See :ref:`updating Open MPI <building-open-mpi-updating-label>` for more
information about updating or upgrading an installation of Open MPI.
Relocating an Open MPI installation
-----------------------------------
It can be desirable to initially install Open MPI to one location
(e.g., ``/path/to/openmpi``) and then later move it to another
location (e.g., ``/opt/myproduct/bundled-openmpi-a.b.c``).
.. note:: Open MPI hard-codes some directory paths in its executables
based on installation paths specified by the ``configure``
script. For example, if you configure with an installation
prefix of ``/opt/openmpi/``, Open MPI encodes in its
executables that it should be able to find its help files in
``/opt/openmpi/share/openmpi``.
The "installdirs" functionality in Open MPI lets you change any of
these hard-coded directory paths at run time (*assuming* that you have
already adjusted your ``PATH`` and/or ``LD_LIBRARY_PATH`` environment
variables to the new location where Open MPI now resides).
There are three methods.
.. _install-location-opal-prefix:
Move an existing Open MPI installation to a new prefix
^^^^^^^^^^^^^^^^^^^^^^^^^^^^^^^^^^^^^^^^^^^^^^^^^^^^^^
Set the ``OPAL_PREFIX`` environment variable before launching Open
MPI. For example, if Open MPI had initially been installed to
``/opt/openmpi`` and the entire ``openmpi`` tree was later moved to
``/home/openmpi``, setting ``OPAL_PREFIX`` to ``/home/openmpi`` will
enable Open MPI to function properly.
.. note:: The ``OPAL_PREFIX`` mechanism relies on all installation
directories being specified as relative to the ``prefix``
directory specified during ``configure``.
For example, if Open MPI is configured the following way:
.. code-block::
$ ./configure --prefix=/opt/openmpi --libdir=/usr/lib ...

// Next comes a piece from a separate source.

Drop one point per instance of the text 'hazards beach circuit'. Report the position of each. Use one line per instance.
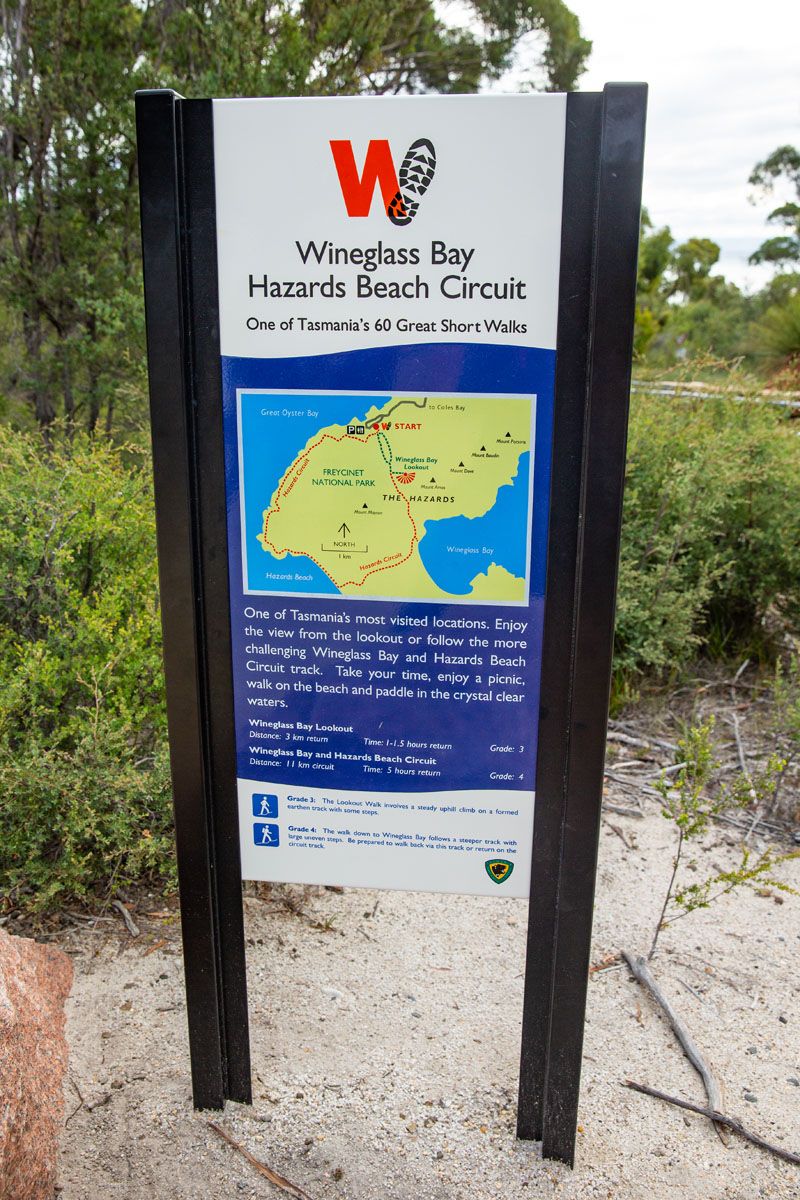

Then setting ``OPAL_PREFIX`` will not affect the run-time
implications of ``libdir``, since ``/usr/lib`` is not
specified as relative to ``/opt/openmpi``.
Instead of specifying absolute directories, you can make
them relative to other ``configure``-recognized directories.
For example:
.. code-block::
$ ./configure --prefix=/opt/openmpi --libdir='${exec_prefix}/x86_64/lib' ...
Note the additional shell quoting that is likely necessary
to prevent shell variable expansion, and the additional
``${}`` around ``exec_prefix`` that is necessary for Open MPI
to recognize that it is a special name that needs to be
expanded.
The directory names recognized by Open MPI are listed in the
:ref:`Overriding individual directories
<install-location-overriding-individual-directories>`
section (below), without the ``OPAL_`` prefix, and in lower
case. For example, the ``OPAL_SYSCONFDIR`` environment
variable corresponds to ``${sysconfdir}``.
"Stage" an Open MPI installation in a temporary location
^^^^^^^^^^^^^^^^^^^^^^^^^^^^^^^^^^^^^^^^^^^^^^^^^^^^^^^^
When *creating* self-contained installation packages, systems such as
RPM install Open MPI into temporary locations. The package system
then bundles up everything under the temporary location into a package
that can be installed into its real location later. For example, when
*creating* an RPM that will be installed to ``/opt/openmpi``, the RPM
system will transparently prepend a "destination directory" (or
"destdir") to the installation directory. As such, Open MPI will
think that it is installed in ``/opt/openmpi``, but it is actually
temporarily installed in (for example)
``/var/rpm/build.1234/opt/openmpi``. If it is necessary to *use* Open
MPI while it is installed in this staging area, the ``OPAL_DESTDIR``
environment variable can be used; setting ``OPAL_DESTDIR`` to
``/var/rpm/build.1234`` will automatically prefix every directory such
that Open MPI can function properly.
.. _install-location-overriding-individual-directories:
Overriding individual directories
^^^^^^^^^^^^^^^^^^^^^^^^^^^^^^^^^
Open MPI uses the GNU-specified directories (per Autoconf/Automake),
and can be overridden by setting environment variables directly
related to their common names. The list of environment variables that
can be used is:
* ``OPAL_PREFIX``
* ``OPAL_EXEC_PREFIX``
* ``OPAL_BINDIR``
* ``OPAL_SBINDIR``
* ``OPAL_LIBEXECDIR``
* ``OPAL_DATAROOTDIR``
* ``OPAL_DATADIR``
* ``OPAL_SYSCONFDIR``
* ``OPAL_SHAREDSTATEDIR``
* ``OPAL_LOCALSTATEDIR``
* ``OPAL_LIBDIR``
* ``OPAL_INCLUDEDIR``
* ``OPAL_INFODIR``
* ``OPAL_MANDIR``
* ``OPAL_PKGDATADIR``
* ``OPAL_PKGLIBDIR``
* ``OPAL_PKGINCLUDEDIR``
Note that not all of the directories listed above are used by Open
MPI; they are listed here in entirety for completeness.
Also note that several directories listed above are defined in terms
of other directories. For example, the ``$bindir`` is defined by
default as ``$prefix/bin``. Hence, overriding the ``$prefix`` (via
``OPAL_PREFIX``) will automatically change the first part of the
``$bindir`` (which is how method 1 described above works).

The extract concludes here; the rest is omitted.